Dans le détail, le document proviendrait des enquêteurs du Money Laundering Reporting Office Switzerland (MROS), l’organe fédéral chargé de recevoir et d’analyser les signalements liés au blanchiment. Les investigations se concentrent sur les mouvements de comptes bancaires des deux tenanciers et sur l’origine de leur patrimoine, pendant que le ministère public valaisan poursuit, lui, ses propres investigations sur l’incendie.

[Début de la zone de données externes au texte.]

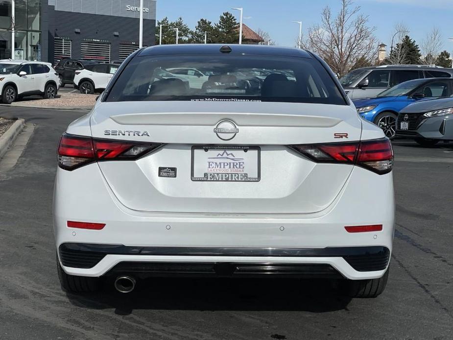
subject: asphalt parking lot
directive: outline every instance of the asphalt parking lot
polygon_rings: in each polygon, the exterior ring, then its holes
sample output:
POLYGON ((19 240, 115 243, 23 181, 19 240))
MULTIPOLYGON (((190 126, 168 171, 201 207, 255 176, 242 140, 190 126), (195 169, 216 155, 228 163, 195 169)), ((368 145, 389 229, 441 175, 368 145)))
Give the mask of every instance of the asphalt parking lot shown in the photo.
POLYGON ((396 229, 377 298, 298 280, 159 279, 75 295, 56 275, 52 195, 59 136, 84 113, 0 109, 35 124, 17 164, 2 165, 11 152, 0 162, 0 339, 453 339, 453 144, 394 143, 396 229))

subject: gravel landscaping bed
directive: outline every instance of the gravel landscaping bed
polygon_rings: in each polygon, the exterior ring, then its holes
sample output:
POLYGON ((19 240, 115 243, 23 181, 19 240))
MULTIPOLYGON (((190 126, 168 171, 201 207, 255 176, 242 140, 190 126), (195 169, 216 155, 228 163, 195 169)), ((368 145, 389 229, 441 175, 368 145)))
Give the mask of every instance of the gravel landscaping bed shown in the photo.
POLYGON ((6 119, 6 118, 0 117, 0 137, 1 137, 3 134, 8 131, 8 129, 15 121, 14 120, 6 119))
POLYGON ((26 106, 43 108, 87 108, 93 107, 97 95, 70 94, 63 93, 59 98, 16 101, 14 106, 26 106))

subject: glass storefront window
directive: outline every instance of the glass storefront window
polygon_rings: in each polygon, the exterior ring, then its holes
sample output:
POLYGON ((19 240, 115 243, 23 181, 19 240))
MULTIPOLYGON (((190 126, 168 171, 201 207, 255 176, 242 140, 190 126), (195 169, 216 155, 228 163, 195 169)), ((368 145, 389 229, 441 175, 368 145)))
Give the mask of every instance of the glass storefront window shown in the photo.
POLYGON ((28 32, 28 35, 27 59, 28 60, 41 60, 41 33, 38 32, 28 32))
POLYGON ((28 29, 41 30, 41 0, 28 0, 28 29))
POLYGON ((0 28, 11 28, 11 0, 0 0, 0 28))
MULTIPOLYGON (((42 1, 16 0, 15 59, 41 60, 42 1)), ((11 0, 0 0, 0 59, 11 57, 11 0)))
POLYGON ((16 0, 16 31, 27 29, 27 0, 16 0))
POLYGON ((26 58, 27 33, 26 32, 16 32, 14 35, 14 59, 24 59, 26 58))

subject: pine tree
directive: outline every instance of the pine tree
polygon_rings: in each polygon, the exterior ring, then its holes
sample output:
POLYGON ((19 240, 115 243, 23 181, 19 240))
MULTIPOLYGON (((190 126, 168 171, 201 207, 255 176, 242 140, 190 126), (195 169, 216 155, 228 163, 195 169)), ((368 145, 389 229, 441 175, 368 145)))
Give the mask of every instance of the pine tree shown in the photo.
POLYGON ((442 51, 439 54, 436 60, 436 65, 442 67, 452 67, 452 60, 450 59, 450 54, 447 51, 442 51))
POLYGON ((184 24, 183 18, 180 17, 176 21, 170 22, 168 21, 168 18, 166 17, 160 21, 157 22, 157 27, 156 29, 156 44, 159 44, 161 24, 164 25, 162 27, 162 45, 176 43, 176 31, 175 28, 177 27, 179 29, 178 44, 187 44, 189 42, 191 29, 189 28, 189 26, 184 24))
MULTIPOLYGON (((238 22, 229 12, 224 12, 215 24, 215 41, 220 44, 234 44, 239 42, 238 22)), ((213 37, 214 38, 214 37, 213 37)))
POLYGON ((156 29, 156 45, 159 45, 160 25, 163 25, 162 44, 170 44, 169 42, 170 38, 170 35, 172 33, 169 29, 170 22, 168 21, 168 18, 166 17, 162 20, 157 22, 157 27, 156 29))
POLYGON ((189 26, 184 24, 182 17, 180 17, 176 21, 170 23, 170 28, 173 31, 173 38, 171 40, 172 42, 170 44, 175 44, 176 42, 176 29, 177 28, 178 29, 179 36, 178 43, 187 44, 189 42, 191 29, 189 28, 189 26))
MULTIPOLYGON (((388 59, 391 60, 393 59, 398 59, 395 54, 400 53, 403 56, 399 61, 401 64, 405 65, 419 65, 421 64, 422 54, 418 45, 415 41, 410 39, 408 35, 406 35, 401 41, 401 43, 396 44, 396 47, 392 51, 388 59)), ((391 64, 392 63, 389 63, 391 64)))
POLYGON ((205 42, 205 32, 208 32, 207 40, 209 44, 213 41, 215 35, 214 26, 212 23, 207 19, 200 19, 197 23, 195 30, 191 32, 189 41, 194 44, 203 44, 205 42))

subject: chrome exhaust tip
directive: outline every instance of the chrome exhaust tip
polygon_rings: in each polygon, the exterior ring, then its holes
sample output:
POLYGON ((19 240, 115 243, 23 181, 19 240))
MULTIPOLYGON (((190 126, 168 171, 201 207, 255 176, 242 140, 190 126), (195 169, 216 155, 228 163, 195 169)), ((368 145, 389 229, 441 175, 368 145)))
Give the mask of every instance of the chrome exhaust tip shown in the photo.
POLYGON ((130 293, 135 288, 135 280, 130 276, 118 276, 115 280, 115 288, 121 293, 130 293))

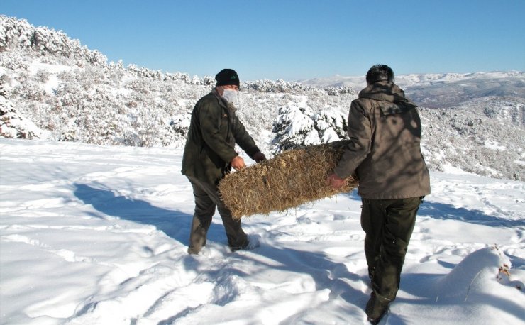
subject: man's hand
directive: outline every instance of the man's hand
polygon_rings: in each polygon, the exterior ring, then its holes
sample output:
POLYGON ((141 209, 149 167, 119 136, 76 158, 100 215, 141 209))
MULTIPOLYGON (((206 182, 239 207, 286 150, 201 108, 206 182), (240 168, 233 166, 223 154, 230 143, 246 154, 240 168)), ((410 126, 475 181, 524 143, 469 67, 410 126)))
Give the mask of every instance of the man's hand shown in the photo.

Deux fils qui se croisent sans se confondre, mais qui finissent par tisser une même toile autour des mêmes protagonistes.
Quand les banques tirent la sonnette d’alarme
Quand les banques tirent la sonnette d’alarme Ce qui a mis le feu aux poudres, sans mauvais jeu de mots, viendrait de deux établissements: la Banque cantonale du Valais et UBS. Ces banques auraient adressé des signalements, faisant part de « doutes » apparus plusieurs années après l’ouverture des comptes, déclenchant l’examen du MROS. Dans un pays où la place financière aime la discrétion mais n’ignore plus les obligations de vigilance, le fait que des alertes arrivent tard n’a rien d’anodin: cela suggère des opérations ou des incohérences apparues au fil du temps, assez sérieuses pour pousser à remonter la piste.
Au cœur des soupçons, une question simple et explosive: des fonds d’origine illicite ont-ils pu être introduits puis dissimulés via des activités de restauration? Le couple exploiterait trois établissements sur le Haut-Plateau, toujours selon le quotidien. Et pendant que la justice cherche à comprendre ce qui s’est joué dans les heures terribles du Nouvel An, le dossier est aussi marqué, dès ses débuts, par des incidents et des manquements dénoncés par des avocats de parties civiles. Deux enquêtes, deux temporalités, une même exigence: faire la lumière, sans précipitation ni complaisance.